第2511話 2021/07/05

九州王朝(倭国)の仏典受容史 (7)

 現存していた支謙訳「阿弥陀経二巻」

 膨大な『大正新脩大蔵経』の調査と漢字だらけの経典読解に悪戦苦闘していたわたしに、強力な〝助っ人〟が現れました。西村秀己さん(古田史学の会・全国世話人、高松市)からご紹介いただいた『大正新脩大蔵経』の全文デジタルデータによる検索サイト「SAT大蔵経DB 2018」(注①)です。
 この検索機能のおかげで、『大正新脩大蔵経』調査のスピードが劇的にアップし、しかも正確になりました。

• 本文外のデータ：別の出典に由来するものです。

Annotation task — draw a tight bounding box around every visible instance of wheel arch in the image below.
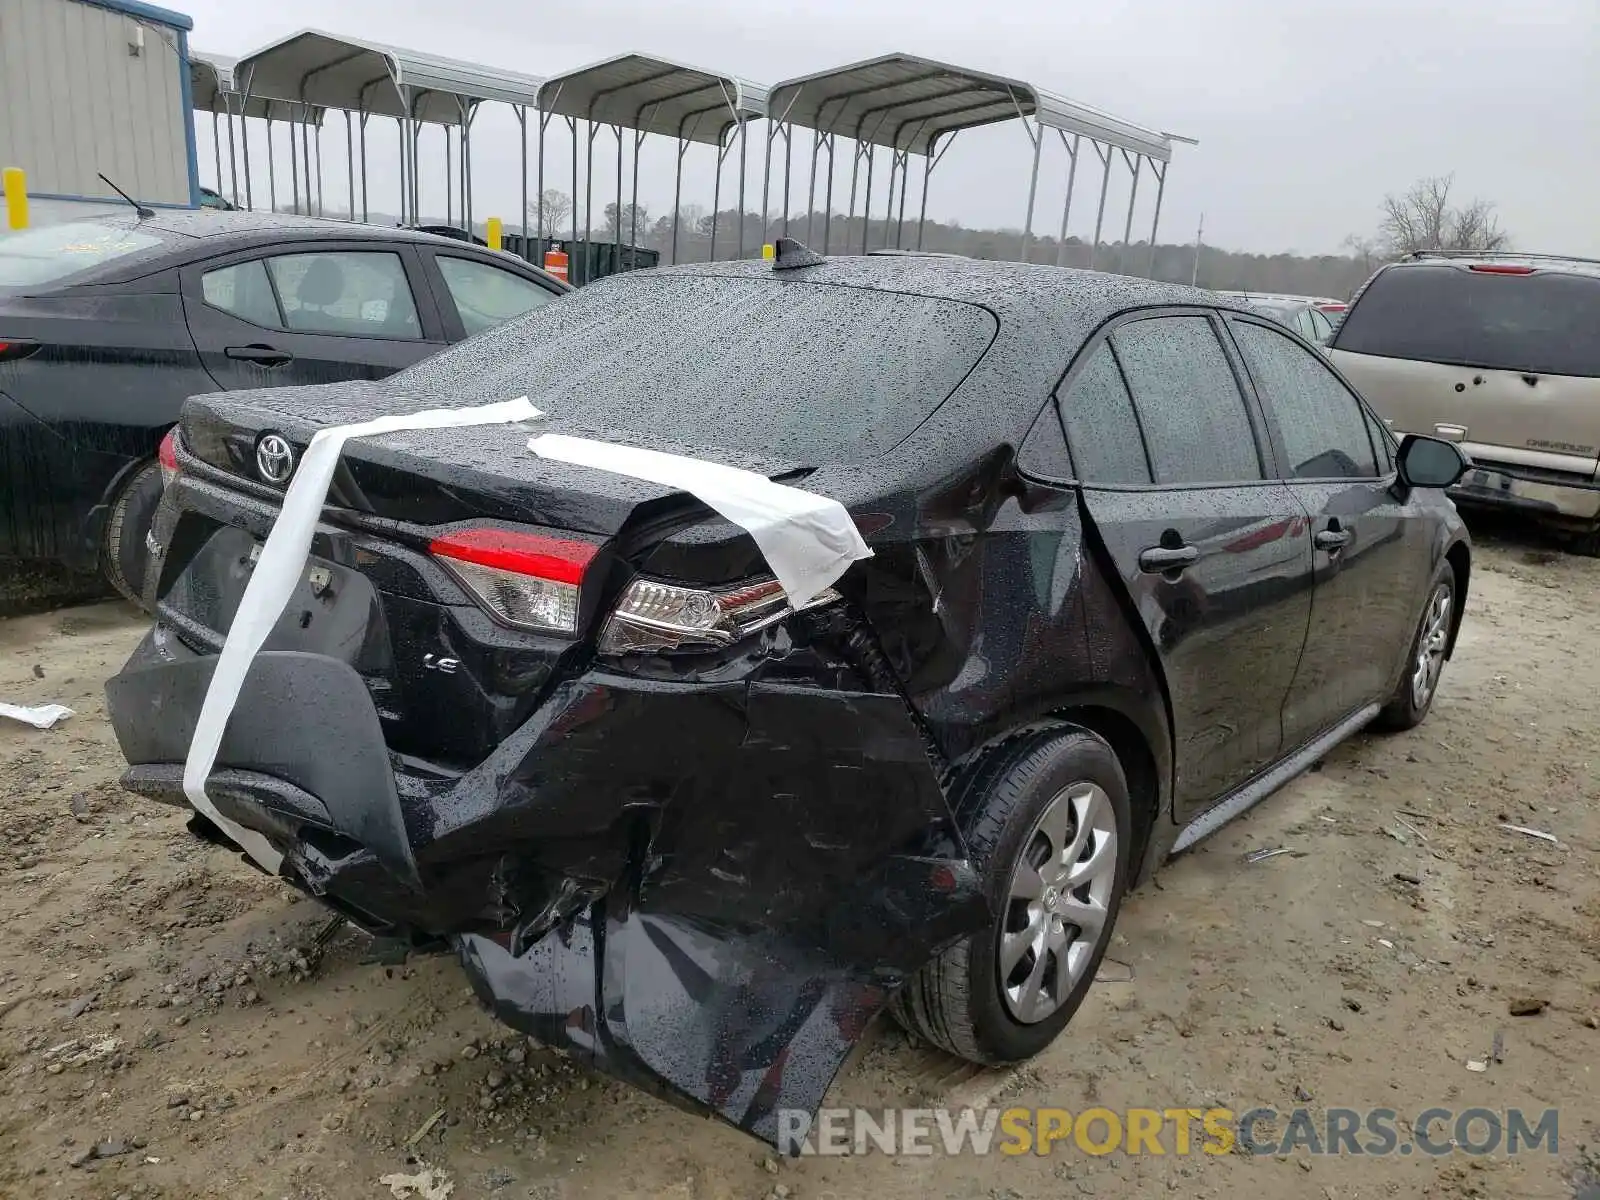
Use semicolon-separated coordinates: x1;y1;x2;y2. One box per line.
1443;538;1470;659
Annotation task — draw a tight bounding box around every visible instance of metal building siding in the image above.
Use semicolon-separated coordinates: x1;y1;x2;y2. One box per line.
0;0;192;206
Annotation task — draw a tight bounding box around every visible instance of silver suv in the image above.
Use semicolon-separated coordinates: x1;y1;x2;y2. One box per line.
1329;251;1600;554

それまで行っていた調査作業(自転車で洛彩館に行き、『大正新脩大蔵経総索引』からめぼしい経典を探し、その分厚い収録巻を書庫から何冊も出してもらい、当該経典を読み、必要な箇所をコピーし、それを自宅に持ち帰り、繰り返し読む)が自宅のパソコンで可能となったのです。研究者として、便利な時代に生まれたもので、なんとありがたいことか。しかし、最終的には『大正新脩大蔵経』を本で読まなければなりません。経典全体の雰囲気(文字配列、細注などの状況)や新旧字体の確認が学問研究には不可欠だからです。
 早速、このサイトで「支謙」「阿弥陀経」のキーワード検索したところ、『佛説阿彌陀三耶三佛薩樓佛檀過度人道經卷上(佛説阿彌陀經上)』『阿弥陀三耶三佛薩樓檀過度人道經下(佛説阿彌陀經下)』がヒットしました。この経典名には見覚えがありました。『歴代三宝紀』巻第五(注②)にある支謙訳「阿弥陀経二巻」の細注に「内題云阿弥陀三耶三佛薩樓檀過度人道經亦云無量寿經見竺道祖呉録」とあり、「阿弥陀三耶三佛薩樓檀過度人道經」「無量寿經」の内題・別名を持っているのです。この内題と「支謙訳」「二巻本」であることが一致しており、『歴代三宝紀』の「阿弥陀経二巻」と検索でヒットした『阿弥陀三耶三佛薩樓檀過度人道經上下巻』とは同じ経典と見てよいと思います。
 力強い〝助っ人〟のおかげをもって、僧要年間(635~639年)に伝来した一切経『歴代三宝紀』中にある支謙訳「阿弥陀経二巻」を発見することができました。改めて、検索サイトをご紹介いただいた西村さんに感謝します。九州王朝(倭国)の仏典受容史研究は飛躍的に進展することでしょう。(つづく)

(注)
①SAT大蔵経テキストデータベース研究会 https://21dzk.l.u-tokyo.ac.jp/SAT2018/master30.php
②隋代(開皇十七年、597年)に成立した一切経。費長房撰述。1076部、3292巻。